Sorry for the delayed response, I was off for vacation.

On Mon, Sep 29, 2014 at 09:32:20PM -0700, Hugh Dickins wrote:
> On Mon, 15 Sep 2014, Naoya Horiguchi wrote:
> > We have a race condition between move_pages() and freeing hugepages,
> 
> I've been looking through these 5 today, and they're much better now,
> thank you.  But a new concern below, and a minor correction to 3/5.
> 
> > --- mmotm-2014-09-09-14-42.orig/mm/gup.c
> > +++ mmotm-2014-09-09-14-42/mm/gup.c
> > @@ -162,33 +162,16 @@ struct page *follow_page_mask(struct vm_area_struct *vma,
> >  
> >  	pmd = pmd_offset(pud, address);
> >  	if (pmd_none(*pmd))
> >  		return no_page_table(vma, flags);
> > -	if (pmd_huge(*pmd) && vma->vm_flags & VM_HUGETLB) {
> > -		page = follow_huge_pmd(mm, address, pmd, flags & FOLL_WRITE);
> > -		if (flags & FOLL_GET) {
> > -			/*
> > -			 * Refcount on tail pages are not well-defined and
> > -			 * shouldn't be taken. The caller should handle a NULL
> > -			 * return when trying to follow tail pages.
> > -			 */
> > -			if (PageHead(page))
> > -				get_page(page);
> > -			else
> > -				page = NULL;
> > -		}
> > -		return page;
> > -	}
> > +	if (pmd_huge(*pmd) && vma->vm_flags & VM_HUGETLB)
> > +		return follow_huge_pmd(mm, address, pmd, flags);
> 
> This code here allows for pmd_none() and pmd_huge(), and for pmd_numa()
> and pmd_trans_huge() below; but makes no explicit allowance for !present
> migration and hwpoison entries.
> 
> Is it assumed that the pmd_bad() test in follow_page_pte() will catch
> those?

Yes, it is now.

> But what of races?

The current patch is still racy when hugepage migrations from different
reasons (hotremove and mbind, for example) happen concurrently.
We need a fix.

> migration entries are highly volatile.  And
> is it assumed that a migration entry cannot pass the pmd_huge() test?

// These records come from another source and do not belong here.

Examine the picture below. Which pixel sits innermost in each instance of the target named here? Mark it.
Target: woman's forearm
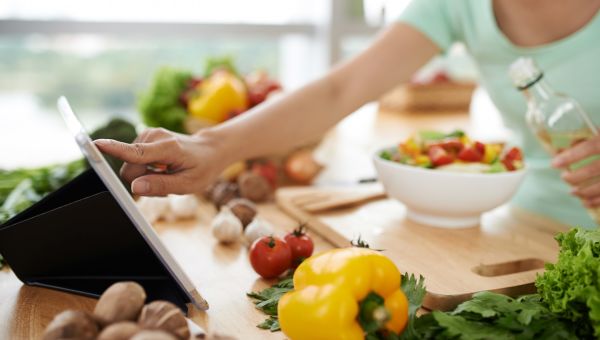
(284, 122)
(305, 114)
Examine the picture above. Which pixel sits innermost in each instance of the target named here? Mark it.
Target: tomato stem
(301, 230)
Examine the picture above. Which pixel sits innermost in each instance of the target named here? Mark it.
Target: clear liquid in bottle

Yes, _PAGE_PSE bit is always clear for migration/hwpoison entry, so they
can never pass pmd_huge() test for now.

> That may be true of x86 today, I'm not certain; but if the soft-dirty
> people catch up with the hugetlb-migration people, that might change
> (they #define _PAGE_SWP_SOFT_DIRTY _PAGE_PSE).

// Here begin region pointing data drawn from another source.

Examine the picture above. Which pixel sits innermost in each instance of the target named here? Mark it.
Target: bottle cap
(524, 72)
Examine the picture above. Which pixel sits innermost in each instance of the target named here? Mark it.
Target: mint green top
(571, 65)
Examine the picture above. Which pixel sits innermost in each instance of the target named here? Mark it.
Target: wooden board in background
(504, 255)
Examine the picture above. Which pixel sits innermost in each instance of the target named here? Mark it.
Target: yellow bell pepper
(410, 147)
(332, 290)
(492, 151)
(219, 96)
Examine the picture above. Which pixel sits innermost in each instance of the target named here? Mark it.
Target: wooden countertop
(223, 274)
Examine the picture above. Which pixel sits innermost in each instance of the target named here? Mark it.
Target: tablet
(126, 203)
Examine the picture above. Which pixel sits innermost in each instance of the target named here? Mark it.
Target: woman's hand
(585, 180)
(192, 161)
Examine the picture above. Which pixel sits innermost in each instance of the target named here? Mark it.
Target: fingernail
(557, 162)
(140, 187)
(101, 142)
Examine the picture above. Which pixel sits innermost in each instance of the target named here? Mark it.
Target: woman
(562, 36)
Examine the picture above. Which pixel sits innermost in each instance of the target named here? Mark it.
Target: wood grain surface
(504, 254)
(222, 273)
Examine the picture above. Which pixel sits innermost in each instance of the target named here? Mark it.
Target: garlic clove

Yes, this problem is not visible now (note that currently _PAGE_SWP_SOFT_DIRTY
is never set on pmd because hugepage is never swapped out,)
but it's potential one.

> 
> Why pmd_huge() does not itself test for present, I cannot say; but it
> probably didn't matter at all before hwpoison and migration were added.

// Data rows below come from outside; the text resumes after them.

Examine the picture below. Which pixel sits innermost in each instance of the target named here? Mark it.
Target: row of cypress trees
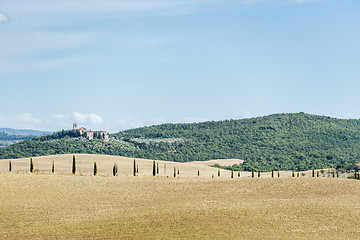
(155, 170)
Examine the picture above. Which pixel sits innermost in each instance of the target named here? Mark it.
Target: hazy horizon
(116, 65)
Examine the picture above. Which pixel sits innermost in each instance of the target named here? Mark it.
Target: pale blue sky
(116, 65)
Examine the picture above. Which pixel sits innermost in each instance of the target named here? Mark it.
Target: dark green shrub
(154, 168)
(95, 169)
(74, 165)
(31, 165)
(115, 170)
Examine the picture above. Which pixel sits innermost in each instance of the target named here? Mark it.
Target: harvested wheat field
(88, 207)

Correct, so we need check _PAGE_PRESENT bit in x86_64 pmd_huge() now.
And we need do some proper actions if we find migration/hwpoison here.
To do this, adding another routine like huge_pmd_present() might be useful
(pmd_present() is already used for thp.)

> 
> Mind you, with __get_user_pages()'s is_vm_hugtlb_page() test avoiding
> all this code, maybe the only thing that can stumble here is your own
> hugetlb migration code; but that appears to be guarded only by
> down_read of mmap_sem, so races would be possible (if userspace
> is silly enough or malicious enough to do so).

I guess that the race is fixed by this patch with checking _PAGE_PRESENT
in pmd_huge(). Or are you mentioning another race?

> 
> What we have here today looks too fragile to me, but it's probably
> best dealt with by a separate patch.
> 
> Or I may be over-anxious, and there may be something "obvious"
> that I'm missing, which saves us from further change.

No, you found a new issue in the current code, thank you very much.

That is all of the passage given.